Обсуждение: OT: Performance of VM
This is a bit off-topic, since it is not about the performance of PG itself. But maybe some have the same issue. We run PostgreSQL in virtual machines which get provided by our customer. We are not responsible for the hypervisor and have not access to it. The IO performance of our application was terrible slow yesterday. The users blamed us, but it seems that there was something wrong with the hypervisor. For the next time I would like to have reliable figures, to underline my guess that the hypervisor (and not our application) is the bottle neck. I have the vague strategy to make some io performance check every N minutes and record the numbers. Of course I could do some dirty scripting, but I would like to avoid to re-invent things. I guess this was already solved by people which have more brain and more experience than I have :-) What do you suggest to get some reliable figures? Regards, Thomas Güttler -- Thomas Guettler http://www.thomas-guettler.de/ I am looking for feedback: https://github.com/guettli/programming-guidelines
Am 05.02.2018 um 14:14 schrieb Thomas Güttler: > What do you suggest to get some reliable figures? sar is often recommended, see https://blog.2ndquadrant.com/in-the-defense-of-sar/. Can you exclude other reasons like vacuum / vacuum freeze? Regards, Andreas -- 2ndQuadrant - The PostgreSQL Support Company. www.2ndQuadrant.com
Have them check the memory and CPU allocation of the hypervisor, make sure its not overallocated. Make sure the partitions for stroage are aligned (see here: https://blogs.vmware.com/vsphere/2011/08/guest-os-partition-alignment.html) . Install tuned, and enable the throughput performance profile. Oracle has a problem with transparent hugepages, postgres may well have the same problem, so consider disabling transparent hugepages.

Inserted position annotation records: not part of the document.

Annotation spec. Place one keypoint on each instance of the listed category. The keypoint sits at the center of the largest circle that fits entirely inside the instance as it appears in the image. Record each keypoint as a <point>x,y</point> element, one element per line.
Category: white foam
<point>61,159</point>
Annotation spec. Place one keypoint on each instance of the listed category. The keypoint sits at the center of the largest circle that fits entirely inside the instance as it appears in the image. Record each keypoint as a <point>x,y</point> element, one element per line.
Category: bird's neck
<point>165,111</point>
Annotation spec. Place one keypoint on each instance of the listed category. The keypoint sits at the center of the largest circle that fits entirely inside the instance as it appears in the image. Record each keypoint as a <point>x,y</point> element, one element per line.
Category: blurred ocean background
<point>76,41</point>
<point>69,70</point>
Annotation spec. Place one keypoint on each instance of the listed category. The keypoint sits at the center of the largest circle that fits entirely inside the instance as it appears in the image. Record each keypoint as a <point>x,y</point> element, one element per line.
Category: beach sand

There is no reason why performance on a VM would be worse than performance on a physical server.
On Mon, Feb 5, 2018 at 7:26 AM, Andreas Kretschmer <andreas@a-kretschmer.de> wrote:
Am 05.02.2018 um 14:14 schrieb Thomas Güttler:What do you suggest to get some reliable figures?
sar is often recommended, see https://blog.2ndquadrant.com/in-the-defense-of-sar/.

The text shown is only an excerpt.